Background: Metronomic taxane administration has putative antiangiogenic properties. Herein, we examined the baseline tumor angiogenic profile of patients with metastatic breast carcinoma (MBC) in a prospective-retrospective translational research study. The interplay between the angiogenic factors expressed in the tumors and their prognostic value in MBC were investigated.
Patients and methods: Tumor tissues from patients with MBC treated with weekly docetaxel (n=159) were examined by immunohistochemistry for VEGF-A, VEGF-C, VEGFR-1, VEGFR-2, VEGFR-3 and osteopontin (OPN) and by mRNA analysis for expression of VEGF-A, VEGFxxxa, VEGFxxxb, VEGF-C, thrombospondin-1 (THBS-1), hypoxia-inducible factor-1α (HIF-1α) and von Hippel-Lindau (VHL) genes. Associations between these parameters and outcome were statistically analyzed.

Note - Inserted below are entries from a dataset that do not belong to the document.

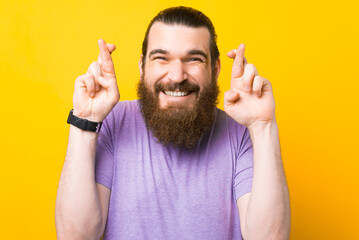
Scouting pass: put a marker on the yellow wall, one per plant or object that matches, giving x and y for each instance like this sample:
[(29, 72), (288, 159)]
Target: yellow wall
[(308, 49)]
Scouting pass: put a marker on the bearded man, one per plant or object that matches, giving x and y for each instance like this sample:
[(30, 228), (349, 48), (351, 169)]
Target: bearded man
[(171, 165)]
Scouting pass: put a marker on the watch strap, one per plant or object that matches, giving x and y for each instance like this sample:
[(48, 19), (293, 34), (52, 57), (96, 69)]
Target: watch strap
[(83, 124)]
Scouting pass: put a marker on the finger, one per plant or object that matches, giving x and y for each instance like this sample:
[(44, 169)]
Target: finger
[(95, 70), (104, 82), (232, 54), (230, 97), (258, 85), (238, 63), (90, 84), (105, 54), (250, 72), (111, 47)]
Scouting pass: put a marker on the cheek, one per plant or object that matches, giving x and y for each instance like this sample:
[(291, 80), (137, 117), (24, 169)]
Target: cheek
[(201, 75)]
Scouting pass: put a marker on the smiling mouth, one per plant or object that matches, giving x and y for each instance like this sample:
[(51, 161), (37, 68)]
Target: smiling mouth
[(176, 93)]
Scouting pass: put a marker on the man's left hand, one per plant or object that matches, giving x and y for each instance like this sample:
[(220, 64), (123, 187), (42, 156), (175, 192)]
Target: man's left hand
[(250, 100)]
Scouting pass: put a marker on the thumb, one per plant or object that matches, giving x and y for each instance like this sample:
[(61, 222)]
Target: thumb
[(230, 97)]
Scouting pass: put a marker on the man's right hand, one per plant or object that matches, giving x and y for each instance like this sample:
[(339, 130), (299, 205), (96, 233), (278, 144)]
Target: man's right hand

Results: Statistically significant correlations were identified between almost all biomarkers examined in continuous form, particularly at the mRNA level: VEGF-A with VEGFxxxa (rho=0.70); VEGF-C with VEGFxxxa, VEGFxxxb and VHL (rho=0.51, 0.60 and 0.44 respectively); HIF-1α with VEGF-C and THBS1 (rho= 0.48 and 0.45). High VEGF-A mRNA was associated with worse survival (p=0.0279) and marginally with progression free survival (PFS). Intratumoral co-expression of VEGFR-1 and VEGFR-2 proteins was associated with more favorable survival (p=0.0337). In multivariate analysis, only high VEGF-A mRNA levels retained their prognostic role for worse PFS and survival (PFS: HR=2.34, 95% CI=1.25-4.40, p=0.0080; survival: HR=3.15, 95% CI=1.48-6.72, p=0.0029).
Conclusions: In MBC, this study confirms the adverse prognostic effect of high intratumoral VEGF-A mRNA and reveals the combined VEGFR-1/VEGFR-2 protein expression as a potentially favorable prognosticator, which merits further evaluation in larger studies.